I believe that it's not those who go through tough times that
fail to live life, but it's those who never see beyond them. I
also know that the painful things in life are not meant to be
there to stop you, it's there to show you what you have to overcome
to get to the end. But if there's one thing I am grateful for
in what lifetime I've already lived, I am mostly grateful to God
for His love & His grace. What else is there?
I grew up looking for a reason to live,
but always finding an excuse to end it all. It's not easy trying
to figure out why people can despise you before they get to even
know you. I lived childhood trying to make sense of things that
just don't make sense. I've explored every reason possible just
to see things in a better perspective. But I've learnt that reasons
can only give you possibilities, but still leave you searching
for answers.
When I was younger, my parents would always
force us to go to church:) Sunday was one of those days you take
a shower, brush your teeth & put your clothes on, before you
even actually wake up. I grew up in sunday school & children's
church every weekend, & the christian camps during the summer.
I grew up hearing that God loves me. The truth was, to me, it
was so much more than just a story. It really was something I
really hoped was true. Little by little I found myself praying
when I was alone. It was a place where I found so much peace.
I was taught that God knew everything & that He had a purpose
for all the things I was going through. I found shelter, knowing
that although I don't understand the things in my life, that He
does & He only has what's best for me.
I went through a lot of doubts growing
up. Doubts about God & about the fact that He's really there.

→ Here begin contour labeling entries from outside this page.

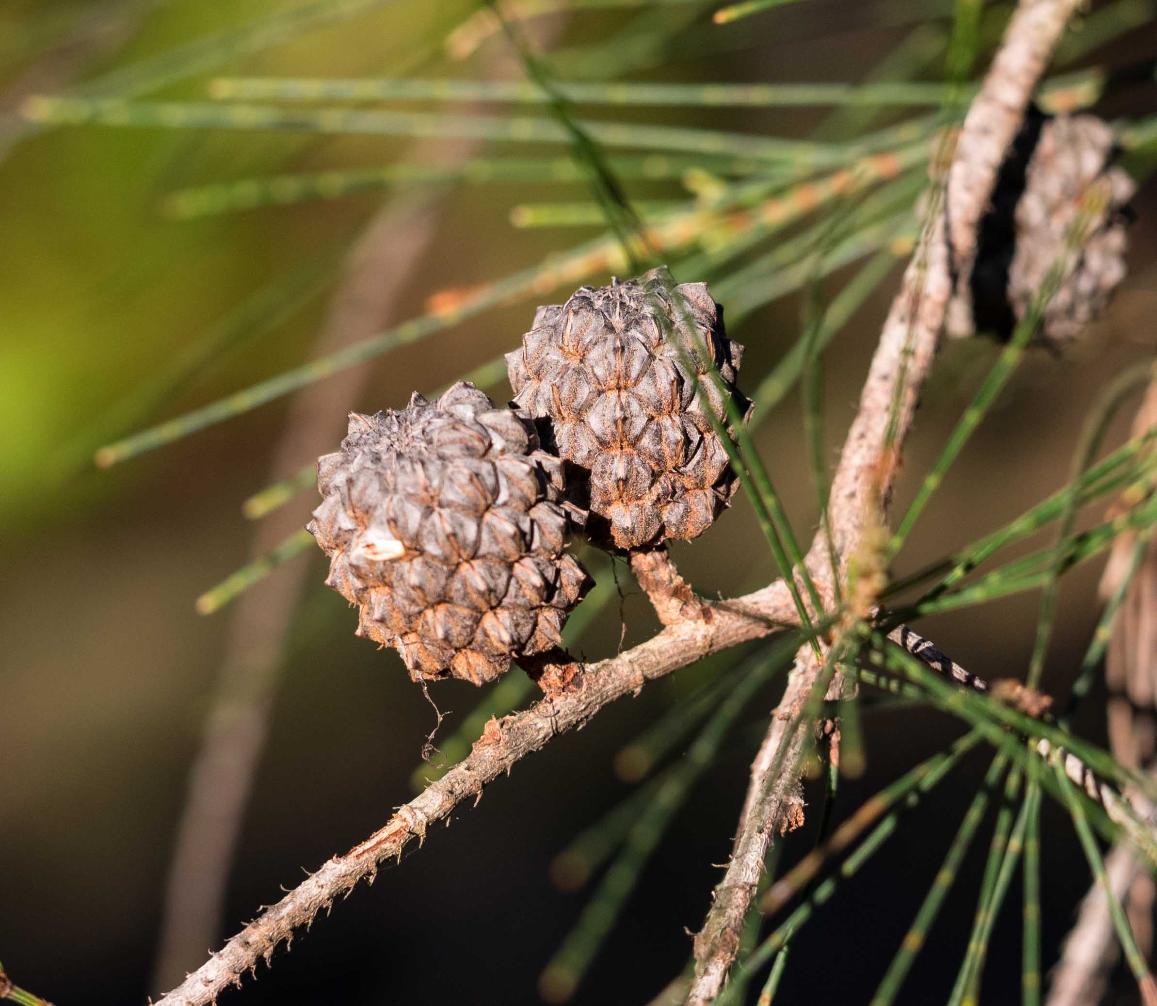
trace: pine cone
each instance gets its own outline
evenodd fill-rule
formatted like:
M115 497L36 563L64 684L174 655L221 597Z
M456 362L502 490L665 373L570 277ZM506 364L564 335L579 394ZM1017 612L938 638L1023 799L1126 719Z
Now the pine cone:
M562 463L533 424L459 382L437 402L349 416L317 462L309 531L326 583L361 609L358 636L397 648L415 681L481 684L562 641L589 586L563 553Z
M1096 116L1045 116L1032 109L1001 166L993 203L980 225L977 260L949 304L948 333L978 331L1008 339L1054 264L1082 196L1095 183L1108 193L1079 257L1045 309L1038 340L1061 348L1107 307L1125 279L1133 179L1113 167L1112 130Z
M725 402L703 376L699 346L746 414L734 387L743 347L727 338L702 282L677 287L698 335L686 331L672 286L666 266L584 286L565 304L540 307L522 348L507 354L515 404L547 420L544 440L589 472L590 511L624 549L701 535L736 489L708 417L724 419Z

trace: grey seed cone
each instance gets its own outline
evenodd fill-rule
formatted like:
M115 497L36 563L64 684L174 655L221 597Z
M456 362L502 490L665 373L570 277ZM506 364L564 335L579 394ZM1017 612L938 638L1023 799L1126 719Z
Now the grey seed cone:
M540 307L522 348L507 354L515 404L546 420L559 456L589 473L590 512L602 519L591 529L605 523L624 549L701 535L736 489L709 418L724 419L725 402L699 347L746 413L735 390L743 347L727 338L706 284L677 287L685 313L672 286L666 266L584 286Z
M411 677L481 684L562 641L590 585L563 551L584 514L562 504L562 463L529 418L458 382L436 402L351 413L317 475L309 531L331 559L325 582Z
M1108 199L1037 336L1054 350L1076 339L1099 317L1125 279L1129 214L1136 189L1113 167L1113 131L1096 116L1045 116L1032 110L1001 166L992 207L981 221L977 262L957 286L946 329L953 337L978 331L1007 339L1025 316L1054 264L1092 185Z

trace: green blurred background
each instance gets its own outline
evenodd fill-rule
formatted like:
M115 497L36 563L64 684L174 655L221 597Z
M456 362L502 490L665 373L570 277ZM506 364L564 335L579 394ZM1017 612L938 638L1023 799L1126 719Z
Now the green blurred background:
M392 250L379 263L382 281L395 262L400 281L386 303L368 309L381 315L370 331L421 315L447 291L470 289L598 233L510 226L514 205L582 199L578 184L494 184L444 193L399 189L176 221L162 207L184 186L412 159L414 141L31 128L16 115L31 94L83 86L159 54L163 63L175 46L215 34L227 38L293 6L270 0L0 5L0 960L20 984L59 1004L145 1001L163 991L150 975L165 872L202 721L220 688L222 663L228 666L230 647L237 645L230 640L236 608L202 617L193 604L263 550L255 535L267 546L303 526L316 494L297 495L260 530L242 515L242 501L271 480L271 467L289 475L319 449L336 447L351 409L399 406L412 390L435 390L516 346L533 302L504 306L405 346L366 365L354 382L339 377L311 389L305 425L320 443L311 451L294 454L283 442L287 427L304 421L288 399L109 470L91 465L93 449L317 355L319 332L332 336L334 318L342 317L334 292L358 262L346 249L367 227L381 223L390 199L383 233L392 233L391 219L406 219L421 206L429 240L414 255L413 248L406 251L405 236L390 238ZM641 13L576 12L540 19L535 37L550 42L555 65L568 76L854 81L913 28L946 24L949 5L803 0L730 27L713 25L710 9L688 3ZM517 76L500 37L485 41L465 61L444 54L447 28L470 12L470 3L441 0L376 5L149 94L204 100L207 80L220 73ZM1077 65L1151 59L1155 34L1152 22L1123 31ZM613 49L621 57L618 66L606 58L613 39L619 39ZM936 80L941 73L942 60L933 58L921 76ZM1113 118L1155 108L1157 87L1150 81L1111 95L1097 111ZM596 109L591 115L803 137L823 110ZM548 152L566 154L562 147ZM451 141L421 148L432 160L456 153ZM543 148L484 145L476 153L540 156ZM678 181L627 188L643 199L686 196ZM1142 189L1135 208L1130 274L1110 315L1062 359L1030 358L913 536L901 572L967 543L1060 485L1098 388L1152 353L1157 199L1151 185ZM155 382L206 329L293 269L300 271L286 281L285 294L301 300L300 309L268 331L238 339L233 351L154 403L109 419L111 407ZM848 274L837 273L827 293ZM680 281L699 278L677 271ZM607 276L591 279L605 282ZM833 457L896 279L893 273L828 354ZM567 293L554 291L551 299ZM745 388L754 387L795 340L799 311L797 298L783 299L734 329L747 347ZM344 336L336 338L340 344ZM994 354L979 342L944 348L911 439L909 472L922 471L935 456ZM499 399L509 394L504 384L491 391ZM301 442L317 447L309 438ZM816 514L795 396L765 423L758 442L799 534L810 534ZM904 483L900 504L913 483L911 477ZM758 542L751 508L737 499L720 528L675 552L703 594L735 594L773 575ZM255 594L272 592L268 596L293 603L293 583L282 580L305 566L305 587L288 617L285 659L278 661L277 688L270 692L270 735L218 940L259 904L274 901L280 884L296 883L303 868L316 868L384 823L408 799L422 740L433 727L433 711L397 656L353 637L354 614L322 585L320 555L310 552L278 568ZM612 653L624 623L627 645L654 631L646 599L621 566L619 573L621 604L610 604L578 644L589 658ZM1063 693L1075 673L1097 617L1097 568L1083 567L1066 580L1049 690ZM1022 596L924 627L937 645L986 677L1017 675L1032 646L1036 603ZM275 611L268 617L278 621ZM249 624L260 649L267 641L258 631L261 622ZM263 969L256 983L246 982L228 1000L538 1001L538 974L583 902L581 894L552 887L551 858L627 792L612 771L614 752L712 673L692 668L659 682L518 765L478 809L464 810L448 831L432 834L420 856L339 904L332 918L295 941L293 953L279 953L271 971ZM440 737L451 734L481 698L460 682L432 693L449 711ZM773 700L774 693L762 697L745 724L758 724ZM1085 712L1079 728L1100 739L1100 704L1090 703ZM849 813L957 729L920 710L869 713L869 770L847 784L838 813ZM738 729L644 872L575 1001L647 1001L683 965L690 950L684 927L695 928L706 911L717 879L712 864L727 856L753 747L751 732ZM856 993L874 987L975 786L979 765L970 763L938 790L825 911L818 928L798 941L784 1001L804 996L818 1003L860 1001ZM817 806L818 799L817 793ZM789 859L806 851L806 836L789 845ZM1045 836L1048 961L1086 879L1083 864L1076 865L1075 838L1055 807L1046 808ZM905 1001L935 1001L946 989L981 866L982 859L970 859ZM1015 935L1017 926L1014 917L997 930L986 1004L1019 1001L1015 984L1002 981L1017 974L1015 939L1011 946L1002 939ZM841 948L838 965L831 963L833 947ZM192 969L202 957L198 953L184 967Z

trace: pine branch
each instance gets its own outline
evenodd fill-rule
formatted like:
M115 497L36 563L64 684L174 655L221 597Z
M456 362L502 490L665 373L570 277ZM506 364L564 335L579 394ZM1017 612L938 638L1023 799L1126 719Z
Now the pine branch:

I would find myself walking away from my faith in Him & seeking
things that may make sense to do at the moment. But I've come
to realize that there's no place I was meant to find refuge, but
in His hands.
I never share my story to tell people how
hard it is to be me, but only to let them know how good it is
to be loved by God.
This album is a testimony of God's goodness
& stories of my journey to find the place where I've come
to know God & His love through His son Jesus. I know that
God will bless your hearts as you listen to the songs, & I
pray that it will help you draw closer to Him.